The interest in Leonardo's genius has continued unabated; experts study and translate his writings, analyse his paintings using scientific techniques, argue over attributions and search for works which have been recorded but never found. Liana Bortolon, writing in 1967, said: "Because of the multiplicity of interests that spurred him to pursue every field of knowledge ... Leonardo can be considered, quite rightly, to have been the universal genius par excellence, and with all the disquieting overtones inherent in that term. Man is as uncomfortable today, faced with a genius, as he was in the 16th century. Five centuries have passed, yet we still view Leonardo with awe."
21st-century author Walter Isaacson in his biography of Leonardo based much of his book on the thousands of notebook entries, studying the personal notes, sketches, budget notations, and musings of the man whom he considers the greatest of innovators.
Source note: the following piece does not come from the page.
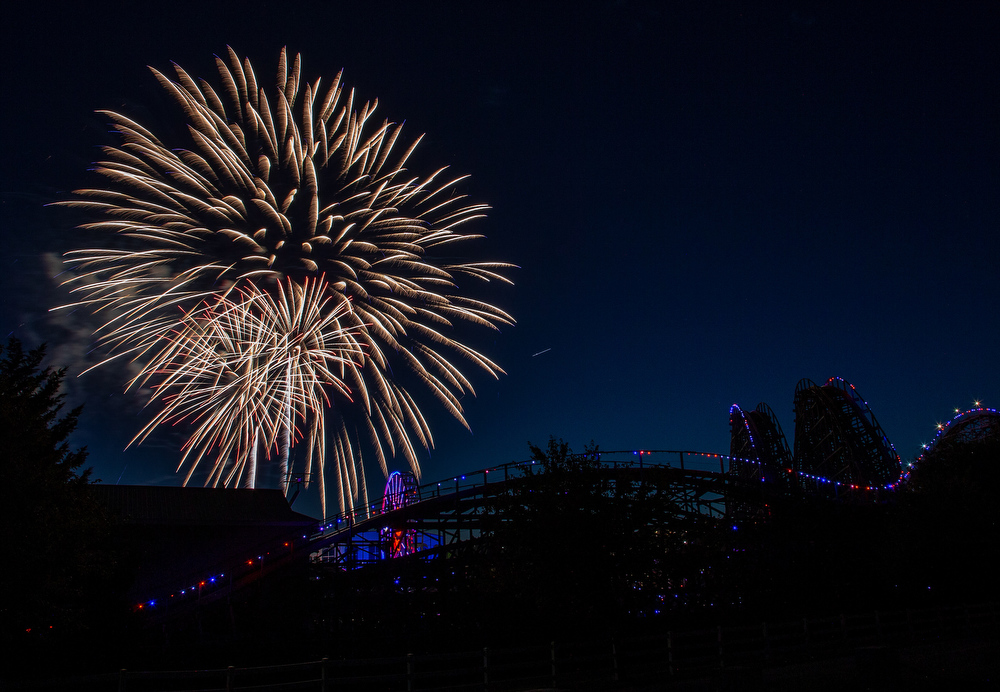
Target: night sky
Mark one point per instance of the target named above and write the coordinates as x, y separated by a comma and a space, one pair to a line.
707, 201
Isaacson was surprised to discover a "fun, joyous" side of Leonardo in addition to his limitless curiosity and creative genius.
Leonardo da Vinci, c.1500, Salvator Mundi, oil on walnut
A painting by Leonardo, Salvator Mundi, depicting Jesus Christ holding an orb sold for a world record $450.3 million at a Christie's auction in New York, 15 November 2017.The highest price previously paid for a work of art at auction was for Pablo Picasso's Les Femmes d'Alger, which sold for $179.4 million in May 2015 at Christie's New York. The highest known sale price for any artwork was $300 million, for Willem de Kooning's Interchange, sold privately in September 2015 by the David Geffen Foundation to hedge fund manager Kenneth C. Griffin.